Presenze in antologie

"Antologia della lirica italiana", a cura di Angelo Ottolini, R. Caddeo & C., Milano 1923 (pp. 371-376).
"Le più belle pagine dei poeti d'oggi", 2° edizione, a cura di Olindo Giacobbe, Carabba, Lanciano 1928 (vol. III, pp. 122-127).
"L'Adunata della poesia", 2° edizione, a cura di Arnolfo Santelli, Editoriale Italiana Contemporanea, Arezzo 1929 (pp. CCLXXXXVIII-CCC).




Testi


UOMINI

Lo attese al varco, e, come belva, al collo
lo tenne forte: disperatamente
ansando, lo guardò l'uomo: impotente
poi sussultò, poi vacillò, diè un crollo.

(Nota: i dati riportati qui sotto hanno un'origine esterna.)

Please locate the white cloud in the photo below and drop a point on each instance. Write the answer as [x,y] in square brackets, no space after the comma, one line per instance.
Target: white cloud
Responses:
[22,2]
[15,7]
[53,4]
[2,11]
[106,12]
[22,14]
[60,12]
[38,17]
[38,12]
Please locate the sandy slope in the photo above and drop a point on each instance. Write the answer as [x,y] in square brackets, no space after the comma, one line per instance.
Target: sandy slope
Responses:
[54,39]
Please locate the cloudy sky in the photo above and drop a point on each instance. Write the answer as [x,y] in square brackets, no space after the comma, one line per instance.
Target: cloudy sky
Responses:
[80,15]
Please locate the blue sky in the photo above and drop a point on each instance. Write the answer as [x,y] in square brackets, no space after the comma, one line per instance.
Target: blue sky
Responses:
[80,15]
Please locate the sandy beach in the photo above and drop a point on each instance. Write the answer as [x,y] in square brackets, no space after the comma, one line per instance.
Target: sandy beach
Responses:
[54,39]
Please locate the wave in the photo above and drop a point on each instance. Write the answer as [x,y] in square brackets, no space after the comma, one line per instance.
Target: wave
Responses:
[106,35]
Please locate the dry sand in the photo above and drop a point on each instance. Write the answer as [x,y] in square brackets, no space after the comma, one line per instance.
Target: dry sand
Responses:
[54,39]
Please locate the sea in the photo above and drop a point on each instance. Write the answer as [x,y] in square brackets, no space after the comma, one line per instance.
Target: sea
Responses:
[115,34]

Contro la luna l'orma d'uno stollo
ultima dileguar vide il morente:
non vide, udì vanir sì del fuggente
via pei campi la pésta... E sorse collo

squallido raggio, e, d'atre nubi ingombra,
l'alba mirò dai taciturni cieli,
atomo oscuro, il pallido insepolto:

laggiù, con gli sbarrati occhi ancor vòlto
come a inseguire un'ombra, che si celi
esterrefatta e rapida nell'ombra.

(da «La Riviera Ligure», giugno 1907)




DICE IL MALATO DI CUORE...

Io ti porto nel petto, o mia condanna.
Mi gridi ogni minuto: - Io son con te;
non ti lascio; non chiedermi mercé.
La voce son di chi muto ti danna. -

Io ti porto nel petto, o mia condanna.

Anche mi gridi: - non badarmi! Inganna
l'ora. Men triste a chi l'inganna ell'è.
Lo so che senti la tua morte in me;
lo so che per me tremi come canna

(sempre t'odo nel petto, o mia condanna)

lieve al vento; ch'io son l'ombra che appanna
il tuo sereno; ch'io son lei che ha in sé,
lei che ti grida il tuo destino, che
le lunghe notti vigile ti affanna

(oh di mia vita giovine condanna!);

ma non badarmi! l'ora lenta inganna.
Io tacerò, vedrai, senza perché,
d'un tratto, forse... Tacerò con te,
io tua lunga funèrea ninnananna. -

Non t'avessi nel petto, o mia condanna!